As an educator I was able to:

  • Present at the Aspiring Educators Summit, a national conference in North Carolina.
  • Attend  a meeting with the GA Teacher of the Year and Jill Biden about education
  • Attend the State Superintendent Teacher Advisory Committee Meetings
  • Attend monthly meetings with The American Printing House for the Blind and a handful of art teachers for the blind from New York to California.
  • Be featured in BYU Magazine F2020 
  • Participate in the Museum of Art and Science's Festival of Trees by designing a Helen Keller's garden themed tree with paper flowers made by my students and I.
  • Help Teach the Master of Education Creativity in the Classroom class at Wesleyan College
  • Work as Assistant Director for Wesleyan College's Center for the Arts Summer Intensive and teach Costume Design.
  • Serve on various school committees. 
  • Be the Co-Christmas Party Planner for our school-wide, staggered time, social distanced party.
  • Put together a virtual school-wide talent show.

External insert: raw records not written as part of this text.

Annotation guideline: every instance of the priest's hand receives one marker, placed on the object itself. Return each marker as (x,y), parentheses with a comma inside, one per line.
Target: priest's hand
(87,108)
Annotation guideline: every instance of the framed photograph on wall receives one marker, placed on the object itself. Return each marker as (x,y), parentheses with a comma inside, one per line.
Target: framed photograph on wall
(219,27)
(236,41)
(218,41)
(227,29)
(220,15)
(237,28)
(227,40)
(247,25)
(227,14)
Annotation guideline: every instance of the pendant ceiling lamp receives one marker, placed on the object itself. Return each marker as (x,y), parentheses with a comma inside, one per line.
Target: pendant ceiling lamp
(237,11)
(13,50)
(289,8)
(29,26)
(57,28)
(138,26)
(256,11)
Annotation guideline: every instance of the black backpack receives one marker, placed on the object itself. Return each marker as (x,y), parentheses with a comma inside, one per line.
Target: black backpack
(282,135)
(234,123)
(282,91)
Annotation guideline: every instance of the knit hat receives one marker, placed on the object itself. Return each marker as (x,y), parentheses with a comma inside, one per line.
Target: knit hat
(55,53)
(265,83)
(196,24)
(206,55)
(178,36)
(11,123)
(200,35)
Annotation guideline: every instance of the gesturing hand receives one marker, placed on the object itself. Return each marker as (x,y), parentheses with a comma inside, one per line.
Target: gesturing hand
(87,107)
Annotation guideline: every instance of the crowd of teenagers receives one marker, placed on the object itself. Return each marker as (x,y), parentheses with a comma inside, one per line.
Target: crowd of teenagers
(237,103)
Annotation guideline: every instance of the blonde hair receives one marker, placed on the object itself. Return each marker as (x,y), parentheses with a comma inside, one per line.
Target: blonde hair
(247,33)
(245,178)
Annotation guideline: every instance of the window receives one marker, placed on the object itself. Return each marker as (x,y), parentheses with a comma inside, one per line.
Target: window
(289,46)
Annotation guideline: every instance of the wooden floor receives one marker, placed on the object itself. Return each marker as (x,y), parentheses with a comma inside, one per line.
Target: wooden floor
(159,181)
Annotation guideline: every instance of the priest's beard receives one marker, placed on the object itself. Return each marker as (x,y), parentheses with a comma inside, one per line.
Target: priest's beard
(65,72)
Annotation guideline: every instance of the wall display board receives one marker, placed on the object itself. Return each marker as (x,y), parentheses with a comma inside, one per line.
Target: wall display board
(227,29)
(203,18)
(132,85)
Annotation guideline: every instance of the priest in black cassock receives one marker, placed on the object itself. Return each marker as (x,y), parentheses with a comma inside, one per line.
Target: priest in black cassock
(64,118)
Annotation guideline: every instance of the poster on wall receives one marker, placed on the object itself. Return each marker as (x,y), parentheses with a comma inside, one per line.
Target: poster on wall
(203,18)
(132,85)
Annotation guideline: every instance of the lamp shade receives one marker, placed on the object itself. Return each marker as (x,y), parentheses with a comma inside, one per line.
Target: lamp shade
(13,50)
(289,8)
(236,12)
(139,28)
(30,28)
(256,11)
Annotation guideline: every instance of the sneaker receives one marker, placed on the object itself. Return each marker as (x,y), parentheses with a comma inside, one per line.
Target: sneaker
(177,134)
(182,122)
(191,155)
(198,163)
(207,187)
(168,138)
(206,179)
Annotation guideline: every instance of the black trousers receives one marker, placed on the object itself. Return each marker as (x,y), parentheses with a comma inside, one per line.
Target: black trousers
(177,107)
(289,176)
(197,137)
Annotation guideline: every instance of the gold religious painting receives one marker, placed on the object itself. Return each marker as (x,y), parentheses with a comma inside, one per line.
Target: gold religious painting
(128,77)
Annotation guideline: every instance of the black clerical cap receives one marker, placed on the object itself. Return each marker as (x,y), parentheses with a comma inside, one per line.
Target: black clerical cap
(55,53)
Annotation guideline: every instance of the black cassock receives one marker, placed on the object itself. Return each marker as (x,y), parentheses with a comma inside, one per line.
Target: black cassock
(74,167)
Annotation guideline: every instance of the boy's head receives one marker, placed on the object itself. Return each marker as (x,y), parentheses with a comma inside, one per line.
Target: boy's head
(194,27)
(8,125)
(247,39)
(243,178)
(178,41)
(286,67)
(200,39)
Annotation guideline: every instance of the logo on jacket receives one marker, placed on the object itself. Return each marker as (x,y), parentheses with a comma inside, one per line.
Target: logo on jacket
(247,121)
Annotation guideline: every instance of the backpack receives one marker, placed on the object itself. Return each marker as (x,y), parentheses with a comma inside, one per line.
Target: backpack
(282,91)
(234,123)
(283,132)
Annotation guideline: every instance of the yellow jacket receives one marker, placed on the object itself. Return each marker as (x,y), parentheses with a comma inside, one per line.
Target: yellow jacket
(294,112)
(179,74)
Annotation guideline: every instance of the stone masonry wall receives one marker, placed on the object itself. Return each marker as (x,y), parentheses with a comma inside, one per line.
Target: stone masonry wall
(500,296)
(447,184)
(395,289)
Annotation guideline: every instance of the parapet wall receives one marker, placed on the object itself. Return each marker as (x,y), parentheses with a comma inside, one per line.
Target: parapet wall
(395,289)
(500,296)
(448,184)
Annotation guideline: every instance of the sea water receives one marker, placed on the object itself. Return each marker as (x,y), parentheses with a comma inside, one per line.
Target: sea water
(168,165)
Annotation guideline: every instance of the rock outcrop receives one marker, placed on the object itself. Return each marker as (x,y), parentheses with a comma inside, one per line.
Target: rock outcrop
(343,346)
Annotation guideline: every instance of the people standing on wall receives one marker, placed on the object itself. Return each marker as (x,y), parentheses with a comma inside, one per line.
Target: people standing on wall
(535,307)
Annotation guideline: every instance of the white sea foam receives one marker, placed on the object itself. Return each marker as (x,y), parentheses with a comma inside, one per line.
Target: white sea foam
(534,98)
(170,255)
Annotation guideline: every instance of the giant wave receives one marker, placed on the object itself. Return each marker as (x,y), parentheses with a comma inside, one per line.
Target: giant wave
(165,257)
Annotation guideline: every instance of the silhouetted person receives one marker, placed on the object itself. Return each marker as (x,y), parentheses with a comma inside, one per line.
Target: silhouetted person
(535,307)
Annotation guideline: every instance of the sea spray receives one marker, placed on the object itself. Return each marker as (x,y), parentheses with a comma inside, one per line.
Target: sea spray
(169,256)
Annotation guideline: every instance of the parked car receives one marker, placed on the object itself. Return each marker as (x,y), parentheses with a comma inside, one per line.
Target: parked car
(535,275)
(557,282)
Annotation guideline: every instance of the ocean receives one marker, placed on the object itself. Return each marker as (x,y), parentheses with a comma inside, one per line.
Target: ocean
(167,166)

As an artist I was able to:

  • Ship work off for "Print-Making and Impression," Art Exhibition featuring printmakers from around the world, at Elizabethtown College in Pennsylvania. My husband was in the show too which means we now have two copies of the awesome catalogue of work. (Show hangs from October to February.)
  • Participate in Inktober by sharing daily ink drawings on social media based on a given prompts
  • Visit the Detroit Institute of Art and the Heidelberg Project
  • Attend a virtual OSU artist reunion and my graduate school mentor's memorial service in which printmakers from around the country discussed his influence on our work and teaching.
As a human I was able to:
  • Slow down.
  • Start playing the piano again.
  • Start going for daily walks.
  • Work in the garden.
  • Learn new dinner recipes.
  • Lose 20 pounds.
  • Participate in Pensacola disaster relief/ hurricane clean up.
  • Start having bimonthly sibling zooms.
  • Celebrate my 23rd wedding anniversary in quarantine.
  • Watch my daughter turn 16, get her driver's license, get her first job, and get into college
  • Watch my boys go to work and college together.
  • See my oldest son survive a motorcycle accident, learn to drive stick, and finish his bachelors.

So life goes on. Despite cancelled trips to Alaska, New York,  Illinois, and Pennsylvania. Despite cancelled proms and graduation ceremonies. Things are still happening. You are still doing something, still making progress. Notice and celebrate each step you took forward on the slippery slope of 2020.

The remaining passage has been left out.